На трапе послышались шаги. Комсостав одновременно повернул головы от стаканов с яблочным чаем и насторожился. Комсостава на флагмане было немного — комиссар, артиллерист и механик, но зато это был боевой комсостав восемнадцатого года.

— Кого-то несет, — сказал комиссар, и остальные молча кивнули. Кого-то, бесспорно, несло по трапу, потому что шаги сменились грохотом падения, дверь раскрылась с треском, и чье-то тело въехало в кают-компанию ногами вперед. Это было обычным явлением на «Макарове» — трап был невероятно» крутой, и истертая до зеркальности медная оковка ступеней не раз подводила спускавшихся. Обычно такие съезды в кают-компанию встречались восторженным хохотом комсостава. Но на этот раз смех оборвался, едва возникнув, потому что в появившемся теле комсостав неожиданно опознал собственного командира Ваську Махотина.

Пока командир подымался с палубы, в кают-компании царило молчание, только ехидно пошипывал самовар.

Молчание прервал комиссар.

— Не по уставу входишь, командир, — заметил он спокойно, без малейшего оттенка иронии.

— Про-проклятый трап, — заикнувшись, ответил командир, хотя обычно он никогда не заикался. — Сколько раз говорил сделать насечки на оковке. Товарищ механик, что вы на это скажете?

— Разрешите доложить, товарищ командир корабля, что оковка трапов не входит в опись инвентаря судовых механизмов;— почтительно ответил механик и вдруг густо, басом, захохотал. Тогда засмеялись все, не исключая и командира.

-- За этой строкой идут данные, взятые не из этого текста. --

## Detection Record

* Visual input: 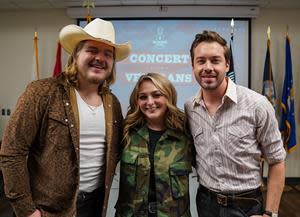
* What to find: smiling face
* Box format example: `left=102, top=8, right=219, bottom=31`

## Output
left=76, top=41, right=114, bottom=85
left=137, top=80, right=168, bottom=129
left=193, top=42, right=229, bottom=91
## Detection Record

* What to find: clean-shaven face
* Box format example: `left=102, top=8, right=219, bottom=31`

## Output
left=193, top=42, right=229, bottom=90
left=76, top=41, right=114, bottom=85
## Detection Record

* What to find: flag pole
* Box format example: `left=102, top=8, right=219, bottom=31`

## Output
left=33, top=31, right=40, bottom=80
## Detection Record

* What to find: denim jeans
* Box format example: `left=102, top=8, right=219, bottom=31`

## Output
left=196, top=188, right=263, bottom=217
left=76, top=188, right=104, bottom=217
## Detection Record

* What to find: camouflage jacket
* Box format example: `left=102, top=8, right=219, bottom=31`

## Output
left=115, top=126, right=192, bottom=217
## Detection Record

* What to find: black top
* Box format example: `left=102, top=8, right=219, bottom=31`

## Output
left=148, top=128, right=165, bottom=202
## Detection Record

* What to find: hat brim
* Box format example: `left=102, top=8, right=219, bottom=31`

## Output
left=59, top=24, right=131, bottom=62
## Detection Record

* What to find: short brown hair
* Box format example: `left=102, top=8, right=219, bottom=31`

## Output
left=190, top=30, right=231, bottom=66
left=63, top=40, right=116, bottom=87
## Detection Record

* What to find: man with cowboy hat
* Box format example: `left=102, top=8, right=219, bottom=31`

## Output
left=0, top=18, right=131, bottom=217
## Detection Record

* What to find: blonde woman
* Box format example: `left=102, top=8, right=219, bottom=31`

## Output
left=116, top=73, right=193, bottom=217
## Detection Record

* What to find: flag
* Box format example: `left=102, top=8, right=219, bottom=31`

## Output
left=32, top=31, right=40, bottom=80
left=226, top=34, right=235, bottom=82
left=280, top=35, right=296, bottom=153
left=262, top=30, right=276, bottom=110
left=53, top=42, right=62, bottom=77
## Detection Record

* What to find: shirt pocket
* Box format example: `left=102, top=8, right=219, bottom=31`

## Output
left=169, top=162, right=192, bottom=199
left=46, top=111, right=71, bottom=149
left=192, top=127, right=204, bottom=144
left=227, top=126, right=254, bottom=155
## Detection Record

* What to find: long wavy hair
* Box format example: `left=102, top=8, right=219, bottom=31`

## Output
left=63, top=40, right=116, bottom=87
left=124, top=73, right=185, bottom=145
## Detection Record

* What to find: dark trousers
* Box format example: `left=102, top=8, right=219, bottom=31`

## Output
left=196, top=185, right=263, bottom=217
left=76, top=188, right=104, bottom=217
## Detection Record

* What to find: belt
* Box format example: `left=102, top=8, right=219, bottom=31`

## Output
left=199, top=185, right=262, bottom=206
left=148, top=202, right=157, bottom=214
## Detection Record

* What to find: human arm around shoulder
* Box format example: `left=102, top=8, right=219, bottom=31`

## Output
left=251, top=161, right=285, bottom=217
left=0, top=82, right=46, bottom=217
left=265, top=161, right=285, bottom=213
left=257, top=100, right=286, bottom=217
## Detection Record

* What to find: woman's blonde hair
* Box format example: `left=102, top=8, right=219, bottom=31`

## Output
left=124, top=73, right=185, bottom=145
left=63, top=40, right=116, bottom=87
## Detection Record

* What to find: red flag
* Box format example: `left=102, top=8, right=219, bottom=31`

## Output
left=53, top=42, right=61, bottom=77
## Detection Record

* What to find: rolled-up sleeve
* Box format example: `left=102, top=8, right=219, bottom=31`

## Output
left=255, top=98, right=286, bottom=164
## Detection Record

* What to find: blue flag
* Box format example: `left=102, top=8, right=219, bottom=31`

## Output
left=262, top=38, right=276, bottom=110
left=280, top=35, right=296, bottom=153
left=226, top=34, right=235, bottom=82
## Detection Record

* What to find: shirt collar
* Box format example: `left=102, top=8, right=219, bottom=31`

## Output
left=225, top=78, right=237, bottom=103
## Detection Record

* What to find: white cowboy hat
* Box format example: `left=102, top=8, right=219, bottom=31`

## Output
left=59, top=18, right=131, bottom=61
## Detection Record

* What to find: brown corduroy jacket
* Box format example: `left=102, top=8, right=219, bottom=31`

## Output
left=0, top=75, right=123, bottom=217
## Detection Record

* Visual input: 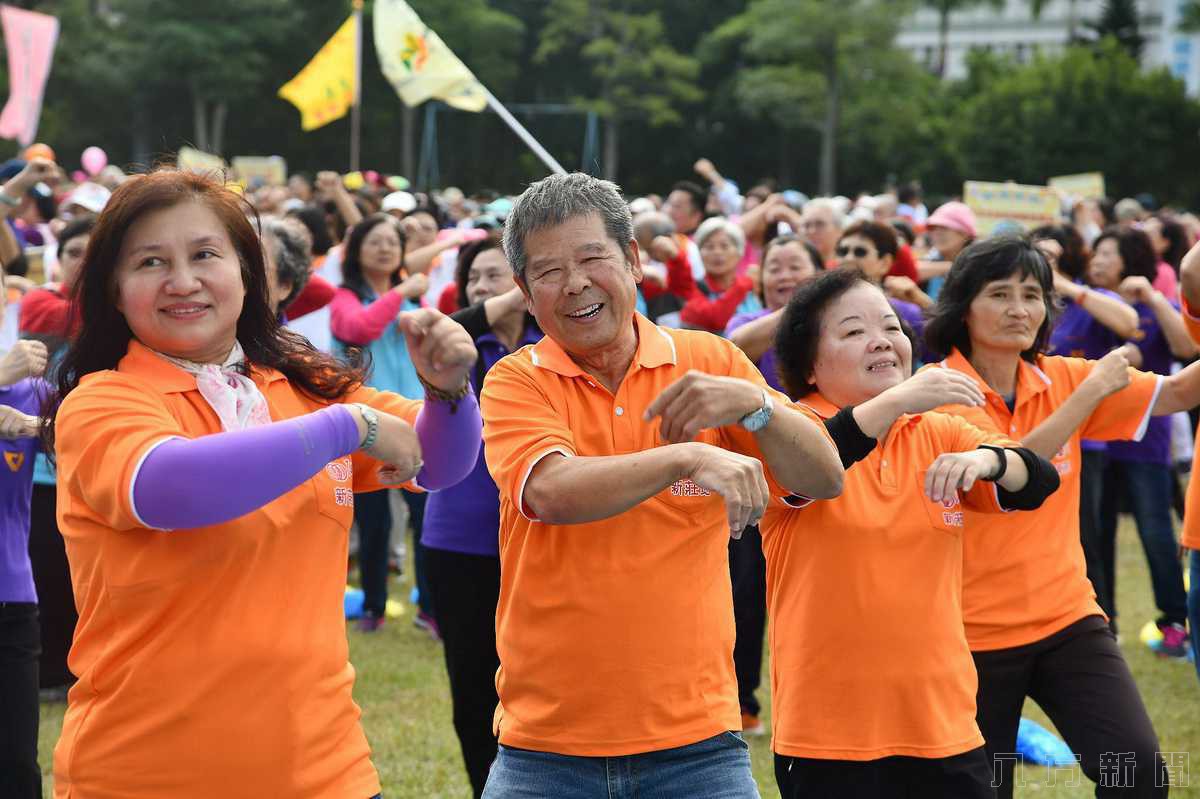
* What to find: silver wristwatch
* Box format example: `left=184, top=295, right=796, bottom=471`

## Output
left=355, top=402, right=379, bottom=452
left=738, top=389, right=775, bottom=433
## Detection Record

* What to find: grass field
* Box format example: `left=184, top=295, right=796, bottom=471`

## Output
left=40, top=519, right=1200, bottom=799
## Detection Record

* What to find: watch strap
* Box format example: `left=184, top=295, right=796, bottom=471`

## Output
left=976, top=444, right=1008, bottom=482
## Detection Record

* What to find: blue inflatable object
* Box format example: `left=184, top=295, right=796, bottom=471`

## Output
left=342, top=588, right=364, bottom=619
left=1016, top=719, right=1075, bottom=765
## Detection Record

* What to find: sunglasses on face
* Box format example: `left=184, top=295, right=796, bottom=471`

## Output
left=836, top=245, right=871, bottom=258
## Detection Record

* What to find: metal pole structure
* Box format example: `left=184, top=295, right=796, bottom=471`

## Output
left=350, top=0, right=362, bottom=172
left=479, top=84, right=566, bottom=175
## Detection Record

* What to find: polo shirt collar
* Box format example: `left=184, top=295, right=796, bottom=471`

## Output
left=942, top=348, right=1051, bottom=403
left=116, top=338, right=287, bottom=394
left=533, top=312, right=678, bottom=378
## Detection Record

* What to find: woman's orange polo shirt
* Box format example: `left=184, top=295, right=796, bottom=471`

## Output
left=761, top=395, right=1013, bottom=761
left=54, top=342, right=421, bottom=799
left=925, top=350, right=1162, bottom=651
left=1180, top=298, right=1200, bottom=549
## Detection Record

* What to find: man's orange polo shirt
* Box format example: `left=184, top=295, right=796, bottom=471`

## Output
left=926, top=350, right=1162, bottom=651
left=1180, top=296, right=1200, bottom=549
left=762, top=395, right=1014, bottom=761
left=54, top=341, right=421, bottom=799
left=481, top=314, right=817, bottom=756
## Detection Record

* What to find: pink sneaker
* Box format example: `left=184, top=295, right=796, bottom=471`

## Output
left=1158, top=621, right=1192, bottom=660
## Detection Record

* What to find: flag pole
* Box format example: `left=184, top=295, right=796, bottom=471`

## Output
left=479, top=83, right=566, bottom=175
left=350, top=0, right=362, bottom=172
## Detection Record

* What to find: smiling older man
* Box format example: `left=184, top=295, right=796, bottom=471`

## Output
left=482, top=174, right=844, bottom=799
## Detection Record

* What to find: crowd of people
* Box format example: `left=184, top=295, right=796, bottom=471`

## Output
left=0, top=145, right=1200, bottom=799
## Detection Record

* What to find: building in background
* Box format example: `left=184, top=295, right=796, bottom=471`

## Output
left=898, top=0, right=1200, bottom=97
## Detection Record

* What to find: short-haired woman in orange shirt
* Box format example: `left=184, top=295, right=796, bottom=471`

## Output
left=44, top=170, right=480, bottom=799
left=925, top=239, right=1200, bottom=799
left=761, top=270, right=1058, bottom=799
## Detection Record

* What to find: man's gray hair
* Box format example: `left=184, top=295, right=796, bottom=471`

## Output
left=696, top=216, right=746, bottom=257
left=504, top=172, right=634, bottom=283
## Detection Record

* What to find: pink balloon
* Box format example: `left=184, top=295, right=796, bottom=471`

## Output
left=79, top=146, right=108, bottom=175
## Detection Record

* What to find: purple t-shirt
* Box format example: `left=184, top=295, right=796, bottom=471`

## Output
left=1046, top=286, right=1124, bottom=452
left=0, top=379, right=47, bottom=602
left=1046, top=289, right=1124, bottom=361
left=725, top=308, right=787, bottom=394
left=1109, top=302, right=1178, bottom=465
left=421, top=324, right=541, bottom=557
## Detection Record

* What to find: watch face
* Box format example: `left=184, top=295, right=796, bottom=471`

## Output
left=742, top=410, right=770, bottom=433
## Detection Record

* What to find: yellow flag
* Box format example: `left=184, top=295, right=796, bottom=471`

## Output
left=374, top=0, right=487, bottom=112
left=280, top=14, right=358, bottom=131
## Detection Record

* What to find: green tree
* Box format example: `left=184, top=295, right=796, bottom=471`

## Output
left=103, top=0, right=302, bottom=154
left=1087, top=0, right=1146, bottom=61
left=704, top=0, right=911, bottom=194
left=950, top=38, right=1200, bottom=205
left=535, top=0, right=703, bottom=180
left=922, top=0, right=1003, bottom=78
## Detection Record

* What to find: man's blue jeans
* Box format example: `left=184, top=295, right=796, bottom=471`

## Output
left=484, top=732, right=758, bottom=799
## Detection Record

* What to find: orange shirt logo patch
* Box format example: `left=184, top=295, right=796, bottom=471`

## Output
left=325, top=458, right=354, bottom=482
left=671, top=480, right=712, bottom=497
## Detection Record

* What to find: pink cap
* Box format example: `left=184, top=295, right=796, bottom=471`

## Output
left=925, top=203, right=979, bottom=239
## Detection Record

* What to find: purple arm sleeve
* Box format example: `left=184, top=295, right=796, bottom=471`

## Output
left=132, top=405, right=360, bottom=530
left=414, top=391, right=484, bottom=491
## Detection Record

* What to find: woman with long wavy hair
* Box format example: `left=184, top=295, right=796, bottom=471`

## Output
left=43, top=170, right=480, bottom=799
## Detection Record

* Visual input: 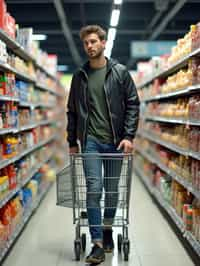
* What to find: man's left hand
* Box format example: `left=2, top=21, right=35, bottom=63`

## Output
left=117, top=139, right=134, bottom=153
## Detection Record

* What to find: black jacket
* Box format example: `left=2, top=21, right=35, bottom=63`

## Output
left=67, top=59, right=139, bottom=147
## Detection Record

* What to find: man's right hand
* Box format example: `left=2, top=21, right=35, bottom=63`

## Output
left=69, top=146, right=79, bottom=154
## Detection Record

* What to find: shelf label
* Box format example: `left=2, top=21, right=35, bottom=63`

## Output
left=131, top=41, right=176, bottom=58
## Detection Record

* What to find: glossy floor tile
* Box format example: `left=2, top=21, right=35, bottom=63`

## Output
left=3, top=177, right=194, bottom=266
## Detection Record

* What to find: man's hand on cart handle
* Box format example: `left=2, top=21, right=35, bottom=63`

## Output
left=117, top=139, right=134, bottom=153
left=69, top=146, right=79, bottom=154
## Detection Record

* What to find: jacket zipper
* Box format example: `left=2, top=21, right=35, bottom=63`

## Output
left=81, top=69, right=89, bottom=146
left=103, top=84, right=117, bottom=144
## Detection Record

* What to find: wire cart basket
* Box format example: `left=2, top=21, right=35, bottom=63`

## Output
left=57, top=153, right=133, bottom=261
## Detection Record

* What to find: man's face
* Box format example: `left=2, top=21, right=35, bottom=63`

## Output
left=83, top=33, right=106, bottom=59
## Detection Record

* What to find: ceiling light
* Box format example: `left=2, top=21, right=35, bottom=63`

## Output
left=114, top=0, right=123, bottom=5
left=104, top=41, right=113, bottom=58
left=108, top=28, right=116, bottom=41
left=57, top=65, right=69, bottom=72
left=110, top=9, right=120, bottom=27
left=32, top=34, right=47, bottom=41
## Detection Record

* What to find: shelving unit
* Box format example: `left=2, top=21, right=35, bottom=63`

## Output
left=0, top=25, right=64, bottom=262
left=137, top=131, right=200, bottom=160
left=134, top=29, right=200, bottom=257
left=0, top=184, right=52, bottom=261
left=134, top=163, right=200, bottom=256
left=143, top=116, right=200, bottom=126
left=137, top=48, right=200, bottom=89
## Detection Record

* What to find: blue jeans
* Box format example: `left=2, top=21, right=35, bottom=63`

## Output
left=83, top=136, right=122, bottom=242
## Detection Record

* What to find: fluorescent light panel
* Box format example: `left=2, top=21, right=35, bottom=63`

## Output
left=114, top=0, right=123, bottom=5
left=108, top=28, right=116, bottom=41
left=32, top=34, right=47, bottom=41
left=110, top=9, right=120, bottom=27
left=57, top=65, right=68, bottom=71
left=104, top=41, right=114, bottom=58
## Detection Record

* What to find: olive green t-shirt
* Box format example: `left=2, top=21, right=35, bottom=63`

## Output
left=88, top=66, right=113, bottom=143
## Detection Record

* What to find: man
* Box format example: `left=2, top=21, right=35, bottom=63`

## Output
left=67, top=25, right=139, bottom=263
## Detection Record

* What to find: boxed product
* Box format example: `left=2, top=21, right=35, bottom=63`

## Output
left=0, top=0, right=7, bottom=30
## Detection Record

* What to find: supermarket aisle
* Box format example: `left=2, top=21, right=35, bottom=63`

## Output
left=3, top=175, right=194, bottom=266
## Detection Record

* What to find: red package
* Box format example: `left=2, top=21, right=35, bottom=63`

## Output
left=0, top=0, right=6, bottom=30
left=6, top=13, right=15, bottom=39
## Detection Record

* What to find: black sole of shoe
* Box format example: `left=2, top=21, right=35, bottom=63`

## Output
left=85, top=257, right=105, bottom=264
left=104, top=249, right=113, bottom=253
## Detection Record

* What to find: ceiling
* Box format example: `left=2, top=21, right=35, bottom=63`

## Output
left=6, top=0, right=200, bottom=72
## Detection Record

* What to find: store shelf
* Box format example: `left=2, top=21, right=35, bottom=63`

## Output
left=0, top=128, right=14, bottom=135
left=0, top=136, right=55, bottom=169
left=144, top=116, right=200, bottom=126
left=0, top=29, right=57, bottom=80
left=19, top=101, right=37, bottom=109
left=0, top=186, right=20, bottom=208
left=0, top=95, right=19, bottom=102
left=134, top=167, right=200, bottom=256
left=35, top=61, right=57, bottom=80
left=137, top=131, right=200, bottom=160
left=0, top=120, right=55, bottom=135
left=0, top=155, right=52, bottom=209
left=134, top=167, right=185, bottom=233
left=35, top=83, right=62, bottom=97
left=19, top=101, right=55, bottom=109
left=136, top=147, right=200, bottom=200
left=137, top=48, right=200, bottom=89
left=0, top=184, right=52, bottom=262
left=0, top=62, right=35, bottom=83
left=20, top=154, right=53, bottom=187
left=142, top=84, right=200, bottom=102
left=0, top=29, right=34, bottom=61
left=184, top=231, right=200, bottom=257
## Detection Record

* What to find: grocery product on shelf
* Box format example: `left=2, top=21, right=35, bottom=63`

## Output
left=134, top=18, right=200, bottom=255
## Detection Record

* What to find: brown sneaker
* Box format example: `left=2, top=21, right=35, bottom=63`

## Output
left=85, top=245, right=105, bottom=264
left=103, top=229, right=114, bottom=253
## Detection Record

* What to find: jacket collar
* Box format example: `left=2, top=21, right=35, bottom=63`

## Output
left=80, top=57, right=118, bottom=74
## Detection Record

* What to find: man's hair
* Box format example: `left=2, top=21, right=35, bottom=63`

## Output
left=80, top=25, right=106, bottom=41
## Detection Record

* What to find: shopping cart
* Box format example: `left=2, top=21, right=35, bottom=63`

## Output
left=57, top=153, right=133, bottom=261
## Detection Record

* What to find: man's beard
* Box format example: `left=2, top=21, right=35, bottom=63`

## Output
left=88, top=49, right=104, bottom=59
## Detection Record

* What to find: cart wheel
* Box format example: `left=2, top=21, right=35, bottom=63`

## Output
left=81, top=234, right=86, bottom=252
left=123, top=240, right=130, bottom=261
left=74, top=240, right=81, bottom=261
left=117, top=234, right=122, bottom=253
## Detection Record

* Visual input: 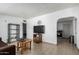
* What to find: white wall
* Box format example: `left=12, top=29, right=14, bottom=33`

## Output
left=0, top=15, right=24, bottom=42
left=27, top=7, right=79, bottom=48
left=57, top=19, right=74, bottom=37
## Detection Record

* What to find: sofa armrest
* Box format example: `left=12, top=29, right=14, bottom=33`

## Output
left=0, top=45, right=16, bottom=55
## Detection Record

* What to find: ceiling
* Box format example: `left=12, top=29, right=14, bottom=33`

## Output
left=0, top=3, right=79, bottom=18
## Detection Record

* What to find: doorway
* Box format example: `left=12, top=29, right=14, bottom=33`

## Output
left=57, top=17, right=77, bottom=46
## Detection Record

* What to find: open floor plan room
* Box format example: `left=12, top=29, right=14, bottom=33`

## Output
left=0, top=3, right=79, bottom=55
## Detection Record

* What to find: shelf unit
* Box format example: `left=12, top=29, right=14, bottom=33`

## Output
left=8, top=24, right=20, bottom=43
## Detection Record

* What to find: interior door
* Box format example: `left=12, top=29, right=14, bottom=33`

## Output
left=63, top=24, right=70, bottom=38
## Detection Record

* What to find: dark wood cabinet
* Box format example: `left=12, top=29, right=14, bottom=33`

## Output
left=33, top=34, right=42, bottom=43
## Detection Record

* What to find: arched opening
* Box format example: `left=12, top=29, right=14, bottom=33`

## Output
left=57, top=17, right=77, bottom=46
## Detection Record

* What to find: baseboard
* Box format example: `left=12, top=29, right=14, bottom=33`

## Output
left=43, top=40, right=57, bottom=45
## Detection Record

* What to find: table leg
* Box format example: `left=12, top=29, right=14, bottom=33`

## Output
left=30, top=41, right=31, bottom=49
left=17, top=42, right=19, bottom=51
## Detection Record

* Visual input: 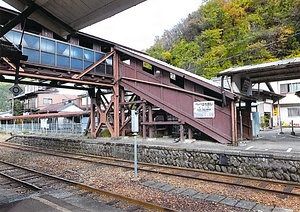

Кают-компания на «Макарове» была веселая и дружная. Иначе и быть не могло на флагманском корабле, где кают-компания имела размеры два с половиной метра.

— Поясницу раздолбал, — сказал командир, потирая спину.

— Выпей яблочного, — предложил комиссар, — замечательный напиток.

Он налил из чайника в стакан густой коричнево-красной жидкости, добавил из самовара дымящегося кипятку и подвинул командиру. Махотин втиснулся в узкий просвет между диваном и столом, расстегнул кожаную куртку и отхлебнул два глотка.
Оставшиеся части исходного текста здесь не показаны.